También se detalla que  diferencia de los murales realizados en la vía pública, a veces tratados como una variante de arte urbano, el grafiti ferroviario es siempre ilegal. Para realizarlo se debe cometer previamente una intrusión en zonas sensibles de la operación, acción que viola las leyes de seguridad ferroviaria y los reglamentos de viajeros. Además, de un tiempo a esta parte, suele ir asociado a comportamientos violentos y a diversos delitos como daños, robos, coacciones, amenazas y agresiones.




Las bandas de vándalos grafiteros: grupos numerosos y organizados

Según la información recabada, también ha aumentado el número de integrantes de los grupos y destaca su elevado grado de planificación y organización: suelen realizar acciones preparatorias en las que roban planos, emisoras, uniformes o llaves, inutilizan sistemas de seguridad y destrozan puertas y rejas para tener más fácil la entrada, cometer el ataque y facilitar la salida.

La violencia utilizada es otra característica de las intrusiones vandálicas que realizan individuos encapuchados, a menudo equipados con barras y espráis irritantes con los que cometen agresiones, coacciones y destrozos en vehículos e instalaciones.
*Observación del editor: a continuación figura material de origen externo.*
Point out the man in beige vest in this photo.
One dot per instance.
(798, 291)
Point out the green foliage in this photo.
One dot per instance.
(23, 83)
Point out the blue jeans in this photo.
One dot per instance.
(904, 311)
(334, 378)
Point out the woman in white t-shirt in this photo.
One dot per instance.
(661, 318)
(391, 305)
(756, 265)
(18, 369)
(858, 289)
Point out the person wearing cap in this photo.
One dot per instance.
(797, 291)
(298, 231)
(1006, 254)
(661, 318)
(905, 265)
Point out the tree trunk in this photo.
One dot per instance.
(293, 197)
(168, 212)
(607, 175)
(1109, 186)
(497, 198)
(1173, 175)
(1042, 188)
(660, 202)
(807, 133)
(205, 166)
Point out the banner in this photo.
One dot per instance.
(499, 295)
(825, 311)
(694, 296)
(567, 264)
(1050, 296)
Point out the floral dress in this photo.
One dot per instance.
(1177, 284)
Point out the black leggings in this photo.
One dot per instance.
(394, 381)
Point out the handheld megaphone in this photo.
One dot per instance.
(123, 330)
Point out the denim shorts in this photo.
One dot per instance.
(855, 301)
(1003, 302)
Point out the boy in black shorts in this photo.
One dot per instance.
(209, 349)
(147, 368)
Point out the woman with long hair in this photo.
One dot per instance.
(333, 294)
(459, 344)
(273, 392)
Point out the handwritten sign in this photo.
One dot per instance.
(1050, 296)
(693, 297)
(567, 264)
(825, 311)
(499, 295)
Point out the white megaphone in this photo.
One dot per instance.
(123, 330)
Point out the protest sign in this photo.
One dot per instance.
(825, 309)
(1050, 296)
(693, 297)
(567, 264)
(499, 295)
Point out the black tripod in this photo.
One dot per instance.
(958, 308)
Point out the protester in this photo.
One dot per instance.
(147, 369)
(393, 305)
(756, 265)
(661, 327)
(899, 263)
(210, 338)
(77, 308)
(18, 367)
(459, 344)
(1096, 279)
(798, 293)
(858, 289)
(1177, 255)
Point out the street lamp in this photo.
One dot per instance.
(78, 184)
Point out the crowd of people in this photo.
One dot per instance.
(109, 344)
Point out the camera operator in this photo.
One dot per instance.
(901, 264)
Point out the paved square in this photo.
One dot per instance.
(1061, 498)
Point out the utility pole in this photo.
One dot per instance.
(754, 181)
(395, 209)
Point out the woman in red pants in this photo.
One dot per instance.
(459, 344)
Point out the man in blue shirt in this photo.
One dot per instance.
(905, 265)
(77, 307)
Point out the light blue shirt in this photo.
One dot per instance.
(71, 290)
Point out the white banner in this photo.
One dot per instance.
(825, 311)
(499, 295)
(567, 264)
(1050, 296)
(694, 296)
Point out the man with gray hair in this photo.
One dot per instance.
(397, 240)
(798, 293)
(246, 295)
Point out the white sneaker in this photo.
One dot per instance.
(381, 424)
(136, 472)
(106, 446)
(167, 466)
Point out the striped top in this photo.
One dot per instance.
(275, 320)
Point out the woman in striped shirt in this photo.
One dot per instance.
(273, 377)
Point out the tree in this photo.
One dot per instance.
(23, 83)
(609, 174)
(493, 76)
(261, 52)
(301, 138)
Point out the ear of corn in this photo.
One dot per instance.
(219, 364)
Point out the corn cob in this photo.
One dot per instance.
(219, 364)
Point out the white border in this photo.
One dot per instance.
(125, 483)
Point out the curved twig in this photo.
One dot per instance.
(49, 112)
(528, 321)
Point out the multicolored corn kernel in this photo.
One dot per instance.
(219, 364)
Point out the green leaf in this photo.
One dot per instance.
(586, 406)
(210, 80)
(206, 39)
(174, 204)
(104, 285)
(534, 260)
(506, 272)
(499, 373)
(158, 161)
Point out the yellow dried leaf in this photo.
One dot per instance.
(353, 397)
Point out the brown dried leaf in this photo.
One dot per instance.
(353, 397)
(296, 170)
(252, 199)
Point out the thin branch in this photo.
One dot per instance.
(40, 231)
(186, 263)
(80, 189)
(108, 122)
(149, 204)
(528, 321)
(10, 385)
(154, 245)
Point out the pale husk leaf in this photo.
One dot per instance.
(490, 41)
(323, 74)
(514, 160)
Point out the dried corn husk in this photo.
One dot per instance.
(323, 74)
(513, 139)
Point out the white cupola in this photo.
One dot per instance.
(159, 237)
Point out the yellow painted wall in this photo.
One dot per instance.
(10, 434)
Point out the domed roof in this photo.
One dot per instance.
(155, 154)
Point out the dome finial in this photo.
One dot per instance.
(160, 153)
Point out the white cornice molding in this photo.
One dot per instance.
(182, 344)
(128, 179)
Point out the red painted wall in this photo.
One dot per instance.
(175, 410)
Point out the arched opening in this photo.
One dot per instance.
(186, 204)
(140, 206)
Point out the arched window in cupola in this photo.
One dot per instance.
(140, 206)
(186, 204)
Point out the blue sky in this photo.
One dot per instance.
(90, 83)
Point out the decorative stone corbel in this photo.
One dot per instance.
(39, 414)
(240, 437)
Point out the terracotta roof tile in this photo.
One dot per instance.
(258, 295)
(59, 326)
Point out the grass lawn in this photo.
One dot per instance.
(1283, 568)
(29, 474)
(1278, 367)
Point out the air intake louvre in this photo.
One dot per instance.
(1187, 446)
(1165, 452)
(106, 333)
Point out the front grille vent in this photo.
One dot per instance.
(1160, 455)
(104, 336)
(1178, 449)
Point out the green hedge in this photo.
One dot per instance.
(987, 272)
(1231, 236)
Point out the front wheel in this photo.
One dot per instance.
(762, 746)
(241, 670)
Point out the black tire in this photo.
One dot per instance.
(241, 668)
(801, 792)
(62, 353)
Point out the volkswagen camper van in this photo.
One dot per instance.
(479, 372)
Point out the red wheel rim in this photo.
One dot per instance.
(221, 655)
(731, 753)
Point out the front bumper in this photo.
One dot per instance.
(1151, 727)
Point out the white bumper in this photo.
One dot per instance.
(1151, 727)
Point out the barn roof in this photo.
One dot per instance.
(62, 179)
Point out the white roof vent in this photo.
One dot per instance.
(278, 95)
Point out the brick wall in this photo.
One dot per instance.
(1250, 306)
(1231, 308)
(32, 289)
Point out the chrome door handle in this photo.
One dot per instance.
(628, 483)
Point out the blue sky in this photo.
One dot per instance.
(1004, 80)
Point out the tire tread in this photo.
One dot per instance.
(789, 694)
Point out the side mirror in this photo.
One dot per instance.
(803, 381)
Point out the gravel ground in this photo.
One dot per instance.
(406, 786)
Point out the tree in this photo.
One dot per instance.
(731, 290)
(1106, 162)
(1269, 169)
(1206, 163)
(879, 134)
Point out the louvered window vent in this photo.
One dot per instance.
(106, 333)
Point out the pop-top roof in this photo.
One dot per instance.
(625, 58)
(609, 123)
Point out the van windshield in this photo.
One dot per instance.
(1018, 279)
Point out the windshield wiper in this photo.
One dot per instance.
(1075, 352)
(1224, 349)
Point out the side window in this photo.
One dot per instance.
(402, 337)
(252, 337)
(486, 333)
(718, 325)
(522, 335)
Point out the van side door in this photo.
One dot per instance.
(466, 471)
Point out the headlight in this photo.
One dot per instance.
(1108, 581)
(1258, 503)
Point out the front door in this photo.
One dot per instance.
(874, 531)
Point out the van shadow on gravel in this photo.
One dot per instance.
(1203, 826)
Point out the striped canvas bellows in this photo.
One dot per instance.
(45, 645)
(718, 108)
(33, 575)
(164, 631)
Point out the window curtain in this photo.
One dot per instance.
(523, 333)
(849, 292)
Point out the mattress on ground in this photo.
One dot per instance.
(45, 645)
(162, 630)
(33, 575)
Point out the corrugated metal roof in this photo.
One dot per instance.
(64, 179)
A todo ello añade el informe que las entradas clandestinas en instalaciones ferroviarias comportan riesgos para los propios grafiteros, para los empleados y para los usuarios. Los más evidentes son los de atropello, electrocución y caída.

El informe destaca que es contradictoria la progresiva despenalización de este fenómeno delictivo, degradado primero de daños a deslucimiento de bienes, para finalmente desaparecer del Código Penal en su última reforma.



Otros indicadores analizados en el Informe 2017

El Observatorio del Civismo en el Transporte Ferroviario también ha analizado otros indicadores, que han sufrido un crecimiento, como los insultos y amenazas a agentes ferroviarios, los hurtos objetivados, las acciones de cruzar las vías, el uso indebido de alarmas y desbloqueo de puertas, las roturas de barreras de peaje y pasos para personas de movilidad reducida, etc.

Cabe destacar también la evolución del número de casos de acoso sexual que, aunque con una baja frecuencia, han visto este último año un incremento.